Mourey: "Pas de regrets"

Mourey: "Pas de regrets"
Par Eurosport

Le 02/02/2009 à 11:45Mis à jour

Au lendemain d'une belle 5e place lors des Championnats du monde de cyclo-cross, Francis Mourey tire le bilan de sa saison dans les labours et les sous-bois. Satisfait de son hiver, le Franc-Comtois rêve toujours du maillot arc-en-ciel de la spécialité e

FRANCIS MOUREY, quel bilan tirez-vous de votre saison de cyclo-cross ?
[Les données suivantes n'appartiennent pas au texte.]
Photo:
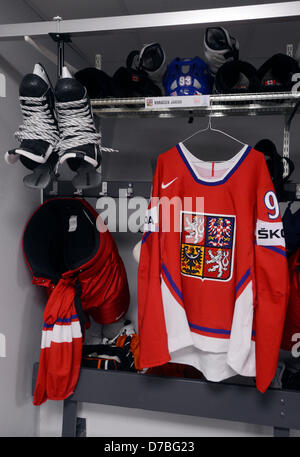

Je suis content de ma saison. Début octobre, je m'étais fixé trois objectifs: conserver mon titre de championnat de France, gagner le Challenge National et terminer sur le podium des Championnats du monde. Je les ai quasiment tous réussi à part les mondiaux où j'ai dû me contenter d'une 5e place mais dimanche, sur la ligne de départ à 14h30, j'étais serein. Je savais que j'avais fait tout ce que je pouvais pour me présenter dans les meilleures conditions possibles et que je n'avais rien à me reprocher.

Niels Albert était-il intouchable à Hoogereide ?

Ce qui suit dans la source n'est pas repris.